Um es vorweg zu nehmen: Das allen Anforderungen gerecht
werdende Allroundzelt gibt es nicht. Zelte haben immer
bestimmte,manchmal weite, manchmal sehr spezielle
Anwendungsbereiche. Die Auswahl eines Zeltes hängt ab
von Ihren Bedürfnissen und den Kompromissen, die Sie
bereit sind einzugehen: Wieviel Platz und Komfort ist
notwendig? Wieviel Gewicht? Welche Preisklasse?
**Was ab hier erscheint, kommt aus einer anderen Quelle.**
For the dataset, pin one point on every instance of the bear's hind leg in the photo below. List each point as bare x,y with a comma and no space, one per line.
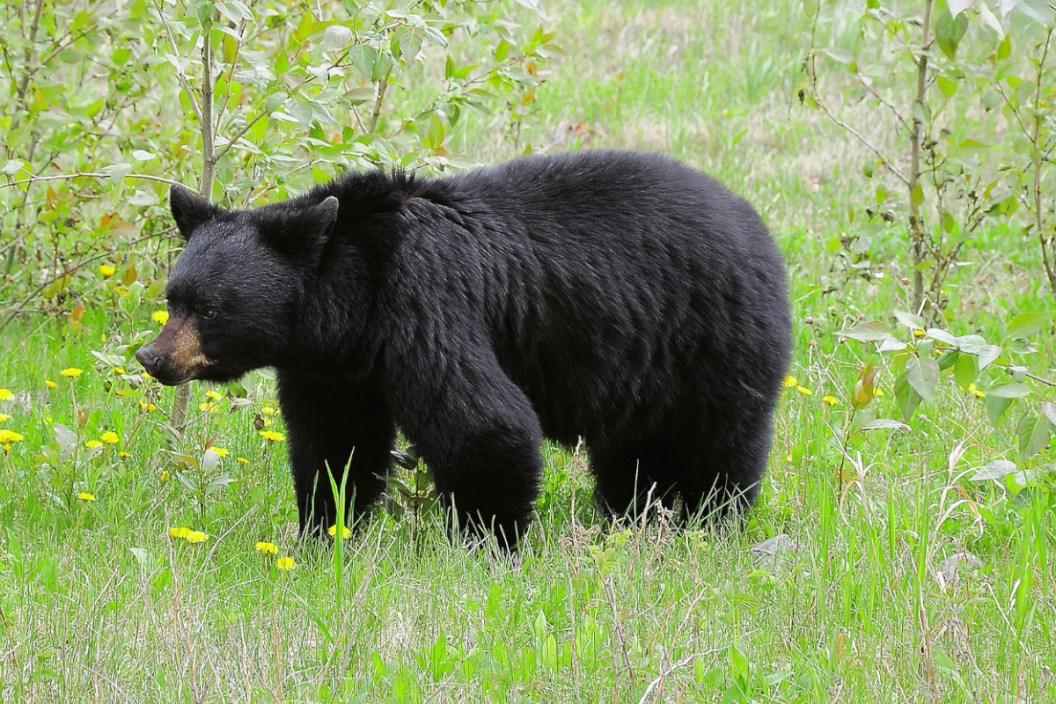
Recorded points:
334,423
481,437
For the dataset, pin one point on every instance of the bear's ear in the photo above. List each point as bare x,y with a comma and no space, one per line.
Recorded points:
190,210
303,233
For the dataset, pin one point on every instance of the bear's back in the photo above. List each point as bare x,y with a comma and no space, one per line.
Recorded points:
636,279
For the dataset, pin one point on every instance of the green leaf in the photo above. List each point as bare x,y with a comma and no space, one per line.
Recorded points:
906,397
909,320
1009,391
917,195
996,406
1004,49
965,370
974,344
947,86
363,56
434,133
503,50
1026,324
1034,432
866,331
923,376
884,424
949,31
941,336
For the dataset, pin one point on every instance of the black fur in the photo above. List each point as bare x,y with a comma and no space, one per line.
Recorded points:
617,297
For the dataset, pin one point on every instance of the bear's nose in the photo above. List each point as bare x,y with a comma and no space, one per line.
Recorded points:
148,358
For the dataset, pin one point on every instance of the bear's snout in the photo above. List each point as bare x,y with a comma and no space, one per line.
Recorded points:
148,357
175,355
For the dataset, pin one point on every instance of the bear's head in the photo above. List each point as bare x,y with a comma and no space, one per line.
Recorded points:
237,291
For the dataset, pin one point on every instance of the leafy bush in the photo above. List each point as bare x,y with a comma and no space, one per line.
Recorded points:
111,101
946,175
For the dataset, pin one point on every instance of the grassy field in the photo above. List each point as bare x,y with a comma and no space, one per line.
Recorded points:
905,581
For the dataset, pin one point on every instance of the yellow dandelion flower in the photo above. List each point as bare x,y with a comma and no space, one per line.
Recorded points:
266,548
6,437
345,532
196,536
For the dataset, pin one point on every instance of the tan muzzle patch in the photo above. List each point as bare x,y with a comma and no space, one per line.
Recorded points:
175,355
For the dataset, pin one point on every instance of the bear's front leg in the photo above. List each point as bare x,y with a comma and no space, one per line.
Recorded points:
330,421
481,437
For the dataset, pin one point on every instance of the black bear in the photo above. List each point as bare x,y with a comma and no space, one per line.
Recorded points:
616,297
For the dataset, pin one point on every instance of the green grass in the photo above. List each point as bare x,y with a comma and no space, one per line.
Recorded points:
97,603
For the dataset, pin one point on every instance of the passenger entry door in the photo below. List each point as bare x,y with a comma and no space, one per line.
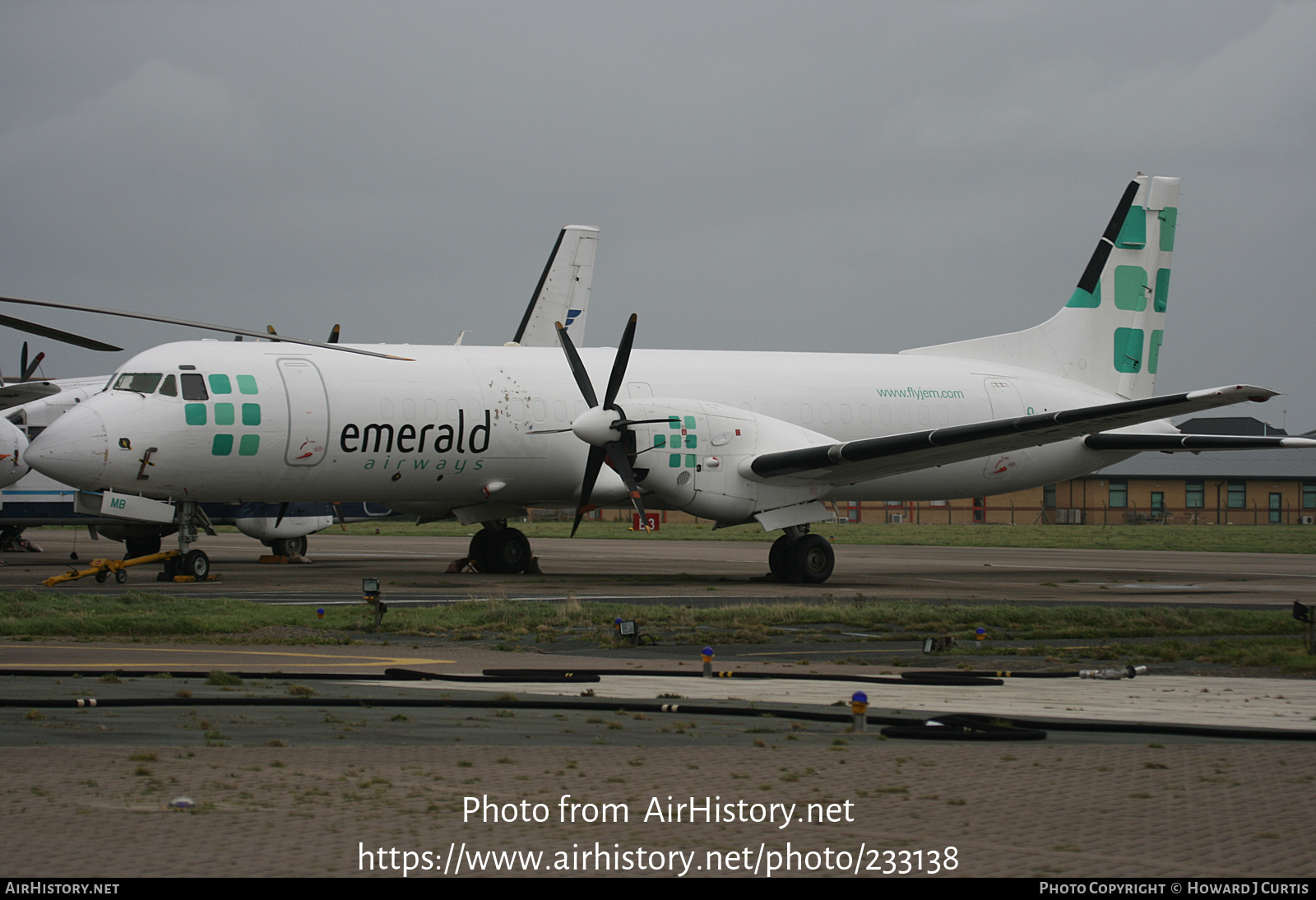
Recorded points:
308,412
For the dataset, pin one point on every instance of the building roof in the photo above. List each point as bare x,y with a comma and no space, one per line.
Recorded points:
1221,465
1230,425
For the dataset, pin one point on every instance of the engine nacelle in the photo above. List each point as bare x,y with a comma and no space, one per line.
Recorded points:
13,443
694,459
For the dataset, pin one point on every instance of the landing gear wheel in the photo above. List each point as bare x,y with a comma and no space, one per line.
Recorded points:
169,568
507,551
289,546
480,549
197,564
780,557
813,559
141,546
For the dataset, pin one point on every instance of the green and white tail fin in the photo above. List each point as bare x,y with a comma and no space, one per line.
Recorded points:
1110,333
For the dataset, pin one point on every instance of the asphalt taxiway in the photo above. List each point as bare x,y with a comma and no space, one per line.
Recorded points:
412,570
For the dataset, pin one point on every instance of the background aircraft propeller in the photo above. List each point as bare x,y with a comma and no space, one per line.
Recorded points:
24,369
602,427
240,332
56,335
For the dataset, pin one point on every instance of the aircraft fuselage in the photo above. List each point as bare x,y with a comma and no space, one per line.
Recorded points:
454,427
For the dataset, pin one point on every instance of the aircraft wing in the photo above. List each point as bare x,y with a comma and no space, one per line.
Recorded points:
868,458
21,392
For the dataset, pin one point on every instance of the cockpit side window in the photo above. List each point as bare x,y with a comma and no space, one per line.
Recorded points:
194,387
138,382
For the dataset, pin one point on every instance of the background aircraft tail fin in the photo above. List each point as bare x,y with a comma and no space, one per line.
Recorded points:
1110,332
563,294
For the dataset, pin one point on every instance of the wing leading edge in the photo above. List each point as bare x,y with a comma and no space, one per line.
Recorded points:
866,458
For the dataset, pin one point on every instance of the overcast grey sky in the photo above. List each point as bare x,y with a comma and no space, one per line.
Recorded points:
859,177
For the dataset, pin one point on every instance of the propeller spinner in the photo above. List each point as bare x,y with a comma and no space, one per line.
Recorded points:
603,425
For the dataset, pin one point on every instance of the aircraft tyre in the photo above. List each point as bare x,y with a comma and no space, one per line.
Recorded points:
508,551
197,564
289,546
813,559
141,546
780,557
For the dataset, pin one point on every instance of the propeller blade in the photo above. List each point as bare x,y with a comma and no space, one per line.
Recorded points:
1087,282
591,474
188,324
30,370
582,377
619,364
56,335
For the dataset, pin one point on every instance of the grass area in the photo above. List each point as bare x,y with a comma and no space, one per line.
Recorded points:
1207,538
1244,637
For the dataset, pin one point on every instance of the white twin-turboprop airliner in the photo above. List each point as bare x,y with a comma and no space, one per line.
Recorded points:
480,434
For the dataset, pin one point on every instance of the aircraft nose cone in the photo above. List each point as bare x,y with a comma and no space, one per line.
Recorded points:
74,449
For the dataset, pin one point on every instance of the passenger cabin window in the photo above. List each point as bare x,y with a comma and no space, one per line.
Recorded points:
194,387
140,382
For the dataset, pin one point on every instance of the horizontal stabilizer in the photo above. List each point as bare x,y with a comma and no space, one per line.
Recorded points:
855,461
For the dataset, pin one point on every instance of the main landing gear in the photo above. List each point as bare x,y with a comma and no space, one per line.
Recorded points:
802,557
499,549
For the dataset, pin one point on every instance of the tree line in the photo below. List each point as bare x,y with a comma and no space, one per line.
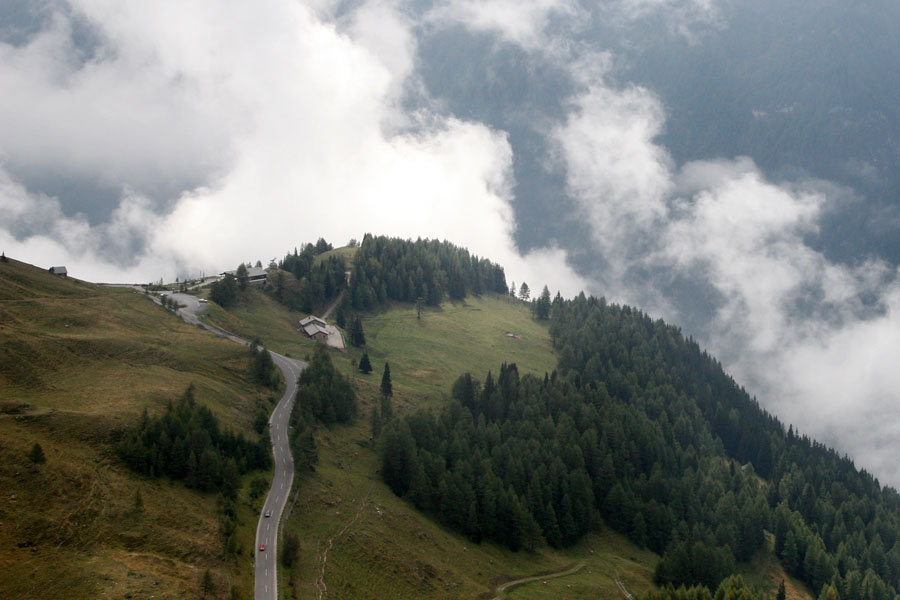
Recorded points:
187,443
642,431
836,527
323,396
303,284
405,270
Welche
klimatischen Anforderungen soll das Zelt erfüllen?
Zelte für Schlechtwetter-Einsätze
- bis auf den Boden gezogenes Überzelt
- viele stabile Abspannmöglichkeiten
- Aussenzelt kann zuerst aufgebaut werden (Gestänge
verläuft am Außenzelt)
- Innen- und Aussenzelt sind gekoppelt und voneinander
trennbar
- windschnittige Form (niedrige Zelte sind meistens
windstabiler)
- robustes, windstabiles Gestänge (Ersatzsegmente
mitnehmen)
- grosse Apsiden für Ausrüstung
- mehrere Eingänge (immer einer im Windschatten)
- einfacher, zügiger Aufbau (auch mit Handschuhen)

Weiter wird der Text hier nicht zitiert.